En 1995, le volcan des collines de la Soufrière a commencé à faire éruption et en 1997, un courant pyroclastique a détruit la ville de Plymouth, qui comptait jadis 4000 habitants, et les environs de Montserrat, un territoire britannique des Caraïbes. Aujourd’hui, environ 60% de l’île est une zone d’exclusion qui ne peut être visitée qu’avec une autorisation spéciale, y compris Plymouth. Ce qui rend Montserrat bizarre, c’est que Plymouth est encore techniquement la capitale de l’île, bien qu’en réalité la capitale soit Brades.

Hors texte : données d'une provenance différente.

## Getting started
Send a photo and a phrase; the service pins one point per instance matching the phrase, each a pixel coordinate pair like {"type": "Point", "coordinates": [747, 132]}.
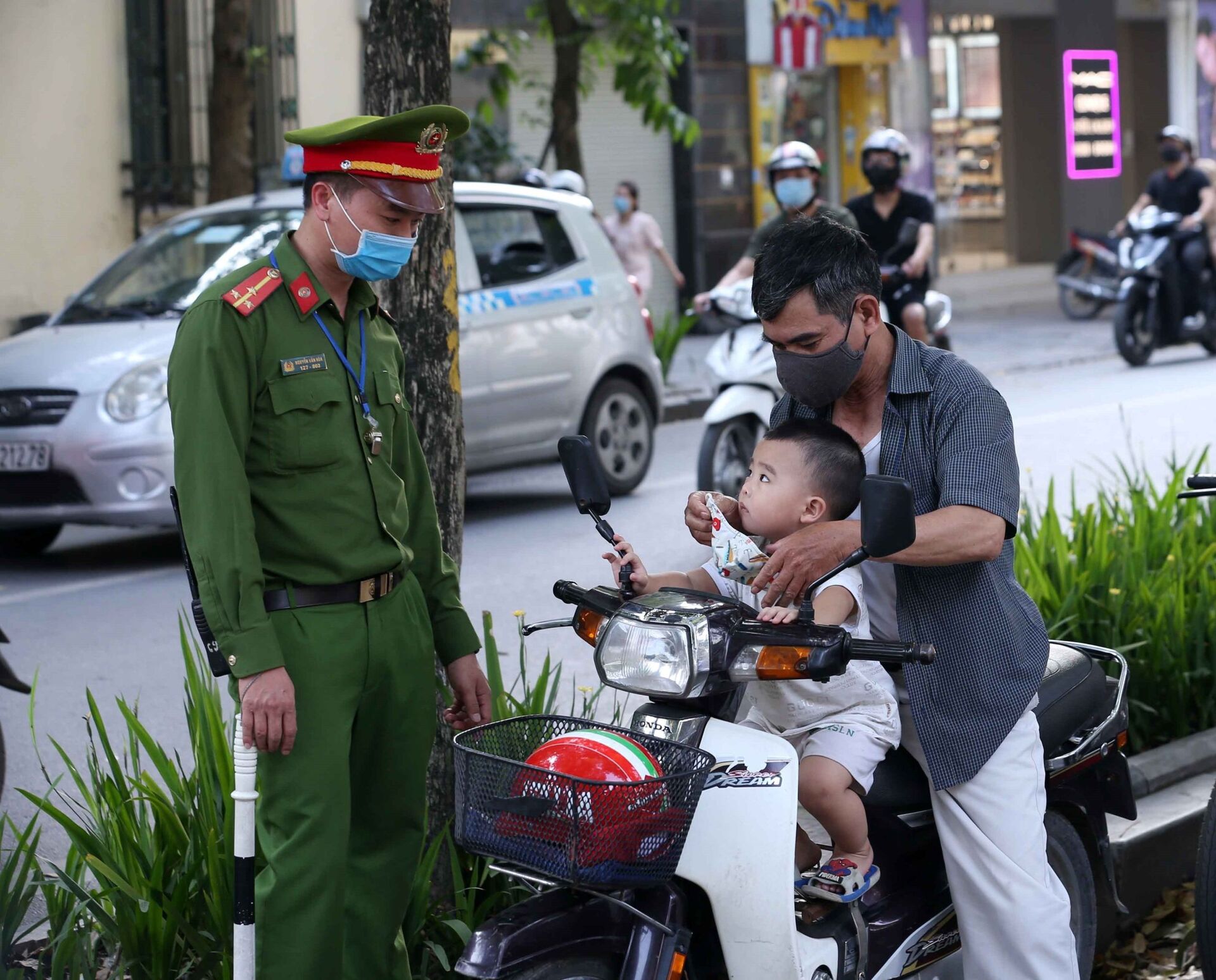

  1. VILLE DE SURVIE, NEVADA
    Un bâtiment construit pour tester une réaction nucléaire à Survival Town, Nevada.
    Seulement un surnom, Survival Town est une ville étrange parce que personne n’ y a jamais vécu. Il a été construit expressément pour tester les dommages résultant de l’essai nucléaire Apple-2 en 1955. Selon l’archéologie, la ville était équipée de services publics, de bâtiments industriels, de voitures, de cuisines bien garnies et même d’un parc de stockage de propane à côté de douzaines de mannequins. Aujourd’hui, quelques bâtiments subsistent sur le site, mais d’après Colleen Beck de l’Institut de recherche sur le désert, quelque chose de plus à la mode a peut-être également survécu. Elle a dit à l’archéologie en 2014: »Il y a une page de J. C. Penney – elle doit être tirée de ce test – qui montre des mannequins avant et après… Vous avez cette photo » avant « du mannequin habillé, et parfois un bras a disparu, ou quoi que ce soit. Mais les vêtements de J. C. Penney survivent bien. »

  2. AKKAD, IRAQ
    Carte de l’empire Akkadien.

L’Empire Akkadien tire son nom de la capitale, Akkad (ou Agade). Et à part cela, la ville est très peu connue. La légende dit que Sargon a construit la ville (ou l’ a possiblement restaurée) et a créé un empire au 24ème siècle avant Jésus-Christ. L’empire akkadien a duré environ deux siècles avant de s’effondrer pour des raisons que les historiens continuent de débattre. Aujourd’hui, l’emplacement de la capitale de l’empire reste inconnu, tout comme la plupart des détails de son ascension et de sa chute.

  1. PAITITI, PERU
    Les Andes.

Paitititi est une ville légendaire perdue quelque part dans les Andes dit être riche en or. Certains érudits contestent son existence, affirmant qu’elle était une métaphore au lieu d’une ville, ou qu’elle a été créée pour distraire les envahisseurs espagnols. D’autres chercheurs insistent sur le fait que c’est bien réel, et en 2008, les responsables d’une ville péruvienne ont annoncé qu’ils l’avaient découvert le long d’une section fortement boisée des montagnes. Peu de temps après, les experts ont dénoncé leur découverte comme une formation naturelle, ce qui signifie que le vrai Païtiti reste perdu.